To give tenants greater protection from eviction, landlords are required to provide tenants with 6 months’ notice period before they can start possession proceedings. This applies except in cases raising other serious issues such as those involving anti-social behaviour, domestic abuse, false statement and where a tenant has accrued rent arrears in excess of 6 months’ rent.
The stay on possession proceedings expired on 20 September 2020 and landlords can now progress their possession claim through the courts. The most egregious cases will be prioritised by the courts ensuring landlords are able to progress the most serious cases.

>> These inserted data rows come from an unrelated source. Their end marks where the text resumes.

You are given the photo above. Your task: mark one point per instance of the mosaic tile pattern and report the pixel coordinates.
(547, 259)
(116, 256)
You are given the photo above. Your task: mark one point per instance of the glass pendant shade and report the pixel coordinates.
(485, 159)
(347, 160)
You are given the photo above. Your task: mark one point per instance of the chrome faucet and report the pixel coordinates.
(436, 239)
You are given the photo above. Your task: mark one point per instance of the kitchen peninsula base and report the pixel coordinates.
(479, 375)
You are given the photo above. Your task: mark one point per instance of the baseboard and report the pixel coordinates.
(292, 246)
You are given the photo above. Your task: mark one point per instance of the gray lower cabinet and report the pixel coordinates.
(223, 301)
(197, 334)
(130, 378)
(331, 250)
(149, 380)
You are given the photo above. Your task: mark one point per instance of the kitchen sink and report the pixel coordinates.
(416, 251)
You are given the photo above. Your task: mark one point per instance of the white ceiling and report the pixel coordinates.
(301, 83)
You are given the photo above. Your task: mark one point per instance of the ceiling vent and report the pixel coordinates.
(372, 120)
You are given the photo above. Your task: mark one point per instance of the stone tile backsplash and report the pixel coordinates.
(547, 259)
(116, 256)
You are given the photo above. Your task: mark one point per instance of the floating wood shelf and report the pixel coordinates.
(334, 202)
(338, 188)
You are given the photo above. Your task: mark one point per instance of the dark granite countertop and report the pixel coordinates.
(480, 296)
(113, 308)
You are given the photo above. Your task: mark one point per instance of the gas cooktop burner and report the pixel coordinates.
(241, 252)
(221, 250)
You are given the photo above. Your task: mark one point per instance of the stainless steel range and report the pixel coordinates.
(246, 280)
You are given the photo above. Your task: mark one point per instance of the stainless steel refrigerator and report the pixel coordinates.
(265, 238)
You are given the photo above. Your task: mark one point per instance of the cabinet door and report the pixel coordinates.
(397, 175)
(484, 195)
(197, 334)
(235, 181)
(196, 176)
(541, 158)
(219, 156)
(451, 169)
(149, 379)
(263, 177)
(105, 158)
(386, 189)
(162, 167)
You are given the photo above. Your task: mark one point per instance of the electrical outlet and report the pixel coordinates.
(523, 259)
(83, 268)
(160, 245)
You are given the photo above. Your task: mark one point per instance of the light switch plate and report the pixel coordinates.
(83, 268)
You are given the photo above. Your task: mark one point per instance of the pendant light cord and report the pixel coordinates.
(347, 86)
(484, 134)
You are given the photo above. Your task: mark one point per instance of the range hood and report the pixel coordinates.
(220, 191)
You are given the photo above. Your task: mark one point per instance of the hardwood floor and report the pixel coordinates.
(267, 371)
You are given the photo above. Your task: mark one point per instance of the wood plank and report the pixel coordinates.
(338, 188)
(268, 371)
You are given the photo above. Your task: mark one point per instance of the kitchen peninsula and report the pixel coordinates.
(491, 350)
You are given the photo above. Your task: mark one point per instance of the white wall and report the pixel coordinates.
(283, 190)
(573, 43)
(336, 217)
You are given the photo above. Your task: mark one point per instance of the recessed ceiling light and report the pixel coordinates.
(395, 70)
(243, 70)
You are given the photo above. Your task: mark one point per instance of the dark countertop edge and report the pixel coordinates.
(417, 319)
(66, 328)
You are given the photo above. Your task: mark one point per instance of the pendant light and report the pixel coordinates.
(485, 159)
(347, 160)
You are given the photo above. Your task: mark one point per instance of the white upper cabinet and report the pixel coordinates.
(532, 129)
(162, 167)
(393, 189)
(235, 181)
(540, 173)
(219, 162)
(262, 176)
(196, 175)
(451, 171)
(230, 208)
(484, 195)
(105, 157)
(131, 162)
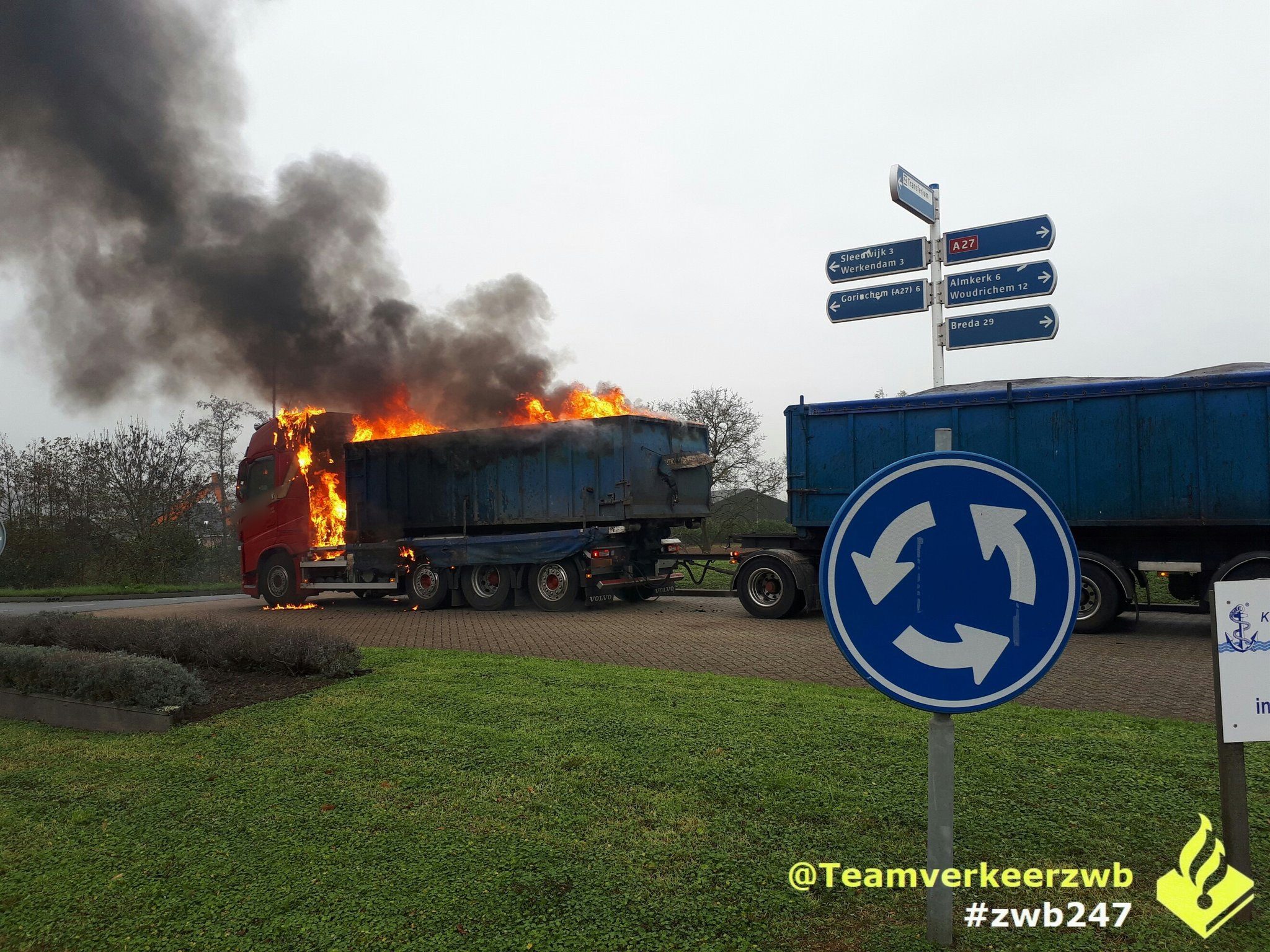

To protect against coronavirus transmission, bailiffs have been asked not to enforce evictions during the national restrictions in England except in the most serious circumstances. Together with pause on enforcement of evictions starting in December that has been agreed with bailiffs, this means that evictions in England will not be enforced until 11 January at the earliest, except in the most serious circumstances.
Landlords can continue to carry out repairs and safety inspections during the English lockdown period provided this is done in line with public health advice.
The guidance is clear that tenants should continue to pay rent and abide by all other terms of their tenancy agreement to the best of their ability. Tenants who are unable to do so should speak to their landlord at the earliest opportunity.